Envelhecer



Envelhecemos todos os dias porque o envelhecer outra coisa não é que a passagem do tempo e Cronos come seus filhos sem dó nem piedade. Envelhecemos mesmo quando não nos damos conta disso, mesmo quando ainda não surgiram os sinais de velhice. Sabemos que somos seres fadados a envelhecer a não ser que morramos antes. No entanto a velhice nos surpreende. Surpreendemo-nos quando nos olhamos no espelho e percebemos, de repente, as primeiras rugas, a flacidez no rosto, a flacidez no corpo.

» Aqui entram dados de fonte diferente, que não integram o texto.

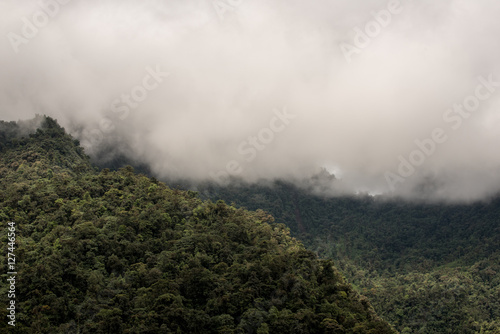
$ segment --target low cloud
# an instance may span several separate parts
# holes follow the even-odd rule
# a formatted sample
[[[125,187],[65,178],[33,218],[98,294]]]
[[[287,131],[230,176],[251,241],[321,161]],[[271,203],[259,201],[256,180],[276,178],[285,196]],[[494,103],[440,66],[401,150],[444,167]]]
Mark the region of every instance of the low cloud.
[[[50,115],[91,155],[113,151],[164,178],[300,179],[325,167],[342,193],[483,199],[500,190],[499,9],[492,0],[6,0],[0,116]],[[346,57],[350,46],[358,52]],[[464,117],[455,106],[479,78],[493,91],[482,89],[489,96]],[[285,107],[294,118],[274,131]],[[431,154],[416,144],[428,140]]]

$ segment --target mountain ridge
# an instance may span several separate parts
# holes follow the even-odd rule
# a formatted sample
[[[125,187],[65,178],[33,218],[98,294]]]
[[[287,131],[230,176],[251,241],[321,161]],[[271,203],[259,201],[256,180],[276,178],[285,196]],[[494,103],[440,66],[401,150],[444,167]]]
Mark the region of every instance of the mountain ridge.
[[[262,210],[98,170],[49,117],[2,138],[0,216],[19,231],[14,332],[394,332]]]

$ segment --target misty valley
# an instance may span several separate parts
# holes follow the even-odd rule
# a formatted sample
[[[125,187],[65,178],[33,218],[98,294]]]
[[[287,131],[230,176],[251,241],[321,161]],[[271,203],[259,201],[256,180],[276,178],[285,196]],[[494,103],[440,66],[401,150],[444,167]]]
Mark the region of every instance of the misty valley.
[[[499,13],[0,0],[0,334],[500,334]]]
[[[302,183],[164,184],[123,160],[92,166],[42,116],[1,122],[0,149],[19,333],[500,328],[500,197],[327,196],[317,189],[339,180],[326,170]]]

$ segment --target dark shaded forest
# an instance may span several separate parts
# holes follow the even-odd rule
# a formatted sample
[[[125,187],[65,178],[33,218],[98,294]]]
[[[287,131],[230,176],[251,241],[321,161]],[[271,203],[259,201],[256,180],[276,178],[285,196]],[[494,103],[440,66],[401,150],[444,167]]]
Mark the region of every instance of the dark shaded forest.
[[[333,259],[401,333],[500,333],[500,197],[468,205],[327,198],[286,181],[199,190],[274,215]]]

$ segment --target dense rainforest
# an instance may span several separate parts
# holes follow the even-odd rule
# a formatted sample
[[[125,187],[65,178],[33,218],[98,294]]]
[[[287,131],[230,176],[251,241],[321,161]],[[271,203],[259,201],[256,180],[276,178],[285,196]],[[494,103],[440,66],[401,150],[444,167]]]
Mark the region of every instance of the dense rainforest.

Surpreendemo-nos com as primeiras inseguranças no andar, com o a constatação de que já não temos a mesma energia de antes. Não nos preparamos para a velhice, assim como não nos preparamos para a morte. O ficar velho, que faz parte de nossa estadia aqui na Terra, apresenta-se a nós como um castigo. Queremos evitá-lo a qualquer custo.

A indústria de cosméticos apregoa que pode adiar a passagem dos dias. Corremos como loucos contra o relógio. Hoje, mascaramos os sinais de velhice no decorrer dos quarenta, dos cinquenta, dos sessenta. Nada contra tratarmos do corpo, da pele, envelhecermos belos e atraentes. Porém há que ter certeza que a velhice virá. Ela nos concede um tempo e chega calma e tranquila a nos impor sua presença. Aos setenta não há como enganar ninguém.

Por outro lado, mesmo que consigamos enganar as pessoas - tive uma tia que diminuía de idade a cada década – não podemos nos enganar. Sabemos quantos anos vivemos, sabemos de nossas lutas, de nossos cansaços. Sabemos dos esforços que tivemos de fazer para esconder nossa idade.  Nossos olhos refletem nossas experiências, mesmo que o corpo as desminta.

A velhice não é aceita porque não nos preparamos para ela. Não se trata de nos tornarmos velhos(as) mocorongos(as). O cuidado com nossa aparência é e deve ser fundamental. Podemos chegar à velhice belos(as), atraentes e plenos mentalmente, intelectualmente, espiritualmente. Não chegaremos, porém, se não a aceitarmos. É como deixar algo guardado no armário por muitos anos a portas cerradas. Um dia a porta será aberta e teremos que olhar o que deixamos de olhar. O impacto será então muito maior.

E porque não aceitamos a velhice nos afastamos dela e não respeitamos os velhos e não queremos olhá-los porque revelam o que nos tornaremos. O respeito a meu ver significa tratá-los como pessoas ativas e não como crianças balbuciantes, não como se não entendessem o que dizemos, não como se jamais tivessem vivido experiências como as nossas.

E porque não aceitamos a velhice nos tornamos velhos e sentimos culpa por chegarmos a tal fase da vida. E nos recolhemos, e temos medo de que a nossa presença incomode as pessoas. O círculo se torna vicioso.

É preciso que nos demos conta disso. É preciso mudar o conceito de que velhice é algo de que temos que nos envergonhar. O velho perde o poder da presença. Só não o perde o velho famoso. Imaginem se alguém vai depreciar um José Saramago!

Então como farão os velhos comuns e nós que nos tornaremos ou que estamos nos tornando velhos comuns para fazermos presença, para que nos enxerguem como seres em nova fase de vida, tão importantes quanto cada pequeno ser que habita nosso planeta?

Bem, penso que os velhos podem começar a parar de culpar-se porque são velhos, parar de se colocarem na posição de vítimas porque ficaram velhos. É um caminho.

No entanto o primeiro passo é começar por informar as crianças sobre os ciclos da vida. Nascemos, vivemos, morremos. Ficamos velhos. Tudo deve ser levado em conta. Tudo tem sua importância. Não somos melhores na infância, nem na juventude. Somos seres que evoluem, para os quais toda fase é importante. Devemos nos desgarrar do que já se foi para vivermos o novo. O novo da adolescência, o novo da maturidade, o novo da velhice.